Cifar10 Convolutional Neural Network Parallel Training on Google Cloud
This application demonstrates parallel training of a convolutional neural network (CNN) model using the Cifar10 dataset on Google Cloud. It utilizes wfl and the Google Cloud Batch API for training multiple model instances concurrently and stores the output in a Google Cloud Storage bucket.
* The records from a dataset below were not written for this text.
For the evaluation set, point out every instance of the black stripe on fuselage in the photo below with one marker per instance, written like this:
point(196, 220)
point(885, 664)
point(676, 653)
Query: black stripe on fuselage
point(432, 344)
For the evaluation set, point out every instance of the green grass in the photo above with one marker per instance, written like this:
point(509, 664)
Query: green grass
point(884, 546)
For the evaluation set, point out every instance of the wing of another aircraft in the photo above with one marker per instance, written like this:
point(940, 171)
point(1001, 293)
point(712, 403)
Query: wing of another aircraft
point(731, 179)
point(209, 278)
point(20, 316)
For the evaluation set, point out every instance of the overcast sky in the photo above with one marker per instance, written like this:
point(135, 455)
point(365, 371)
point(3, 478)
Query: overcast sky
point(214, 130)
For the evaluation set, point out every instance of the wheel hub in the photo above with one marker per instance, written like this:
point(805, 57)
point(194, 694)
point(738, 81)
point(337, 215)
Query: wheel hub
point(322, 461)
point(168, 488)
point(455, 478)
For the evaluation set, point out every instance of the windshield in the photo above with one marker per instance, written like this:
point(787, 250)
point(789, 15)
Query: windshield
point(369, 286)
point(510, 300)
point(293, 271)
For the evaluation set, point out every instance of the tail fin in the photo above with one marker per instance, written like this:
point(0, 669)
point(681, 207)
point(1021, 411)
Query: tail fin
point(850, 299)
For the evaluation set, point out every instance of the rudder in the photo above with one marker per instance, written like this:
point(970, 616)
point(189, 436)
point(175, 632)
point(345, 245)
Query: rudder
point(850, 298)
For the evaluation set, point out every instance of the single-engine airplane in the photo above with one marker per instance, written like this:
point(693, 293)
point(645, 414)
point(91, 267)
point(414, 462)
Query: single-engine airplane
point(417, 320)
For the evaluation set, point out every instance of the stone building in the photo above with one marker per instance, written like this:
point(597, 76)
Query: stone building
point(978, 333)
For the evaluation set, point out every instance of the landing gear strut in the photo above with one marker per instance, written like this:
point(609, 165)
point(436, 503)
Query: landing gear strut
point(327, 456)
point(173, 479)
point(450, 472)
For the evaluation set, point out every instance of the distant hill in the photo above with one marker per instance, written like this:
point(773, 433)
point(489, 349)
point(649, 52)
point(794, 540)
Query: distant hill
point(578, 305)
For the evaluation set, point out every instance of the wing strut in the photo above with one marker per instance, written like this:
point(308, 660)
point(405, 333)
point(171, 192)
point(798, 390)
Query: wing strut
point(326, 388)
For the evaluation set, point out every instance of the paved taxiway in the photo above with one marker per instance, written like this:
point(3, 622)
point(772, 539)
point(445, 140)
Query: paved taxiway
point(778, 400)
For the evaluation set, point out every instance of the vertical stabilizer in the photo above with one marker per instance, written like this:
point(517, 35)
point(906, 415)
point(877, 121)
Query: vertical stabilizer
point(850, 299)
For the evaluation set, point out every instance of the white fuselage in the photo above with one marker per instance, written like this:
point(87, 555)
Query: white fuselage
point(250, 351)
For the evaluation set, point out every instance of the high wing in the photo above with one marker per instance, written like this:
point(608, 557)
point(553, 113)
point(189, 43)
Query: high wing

It uses Spot instances for reducing the cloud costs involved.
Prerequisites
- A Google Cloud account with billing and APIs enabled
- A Google Cloud Storage bucket
- Google Cloud SDK installed and configured on your local machine
- Go installed on your local machine
Setup
- Clone this repository:
git clone https://github.com/dgruber/wfl.git
cd wfl/examples/convolutionalnn_googlebatch
- Set the required environment variables:
export GOOGLE_PROJECT="your-google-project-id"
export GOOGLE_BUCKET="your-google-bucket-name"
Replace your-google-project-id
and your-google-bucket-name
with your Google Cloud project ID and Google Cloud Storage bucket name, respectively.
- Build the container image and push to Google Container Registry:
make build
make push
Run
Execute the wfl application:
make run
The application will perform the following steps:
- Create a Google Batch context for running training jobs using your specified Google Cloud project and bucket.
- Run a data preparation job to split the Cifar10 dataset into multiple parts for parallel training.
- Submit multiple parallel training jobs using different parts of the dataset.
- Wait for all training jobs to complete.
- Print the accuracy and runtime of each training job.
Output
The application will print the progress, status, and results of each job in the console. The trained model files, accuracy results, and logs will be stored in the specified Google Cloud Storage bucket.
Customization
You can customize the number of parallel training jobs, machine types, and other job parameters by modifying the cifar.go
file and rebuilding the application.